Sam Keen

Fire in the Belly

Call it midlife crisis, depression, alienation, the dark night of the soul, the opening of a new path. But honor it. Listen. Respond. In the beginning all you can know is that the old pillars of your identity no longer support the weight of your being. It is time to leave behind the achievements and virtues you have laboriously accumulated during the first part of your life. Goodbye to the stereotyped roles—of rich man, poor man, doctor, lawyer, merchant, chief—of warrior and conquistador.

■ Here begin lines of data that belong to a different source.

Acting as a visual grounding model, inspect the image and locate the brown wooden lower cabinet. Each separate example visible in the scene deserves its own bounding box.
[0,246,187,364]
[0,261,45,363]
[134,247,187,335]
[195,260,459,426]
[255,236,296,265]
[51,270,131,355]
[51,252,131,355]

The first rites of passage are imposed on a boy by society, separating him from the warm, encompassing, and limiting perspective of mother and family and thrusting him into the world of adult responsibility. But rites of initiation into extraordinary manhood must be self-administered. The crisis in a man's life comes when he is separated, or suddenly perceives himself as separated, from the encompassing but limiting perspective of the normal world of adulthood. Then, he must enter into a deeper relationship with himself, become an authority in the nuances of his own experience, define manhood for himself. Our boyhood initiation consisted primarily of internalizing the answers that were given us by adult authorities. In Sunday school, civics class, the workplace, the army, we memorized the myths and meanings before we had the experience of life. We pledged allegiance to the official conclusions. The rite that initiates us into extraordinary manhood begins when we start to live with a new and disturbing set of questions.

...a man who is a pilgrim, who has lost his way, asks the perennial, mythic questions...

To be on a quest is nothing more or less than to become an asker of questions. In the Grail legend, the classical tale of male heroism, we are told that when the Knights of the Round Table set out on their quest, each one entered the forest at the place it was darkest and forged a path where none had been before. The inner, psychological meaning of this myth is that full manhood is to be found only when we commit ourselves to a life of questioning.

The mood of our contemporary quest is reflected in Rilke's advice to a young man: "Be patient toward all that is unsolved in your heart and try to love the questions themselves like locked rooms and like books that are written in a foreign tongue. Do not now seek the answers...Live the questions."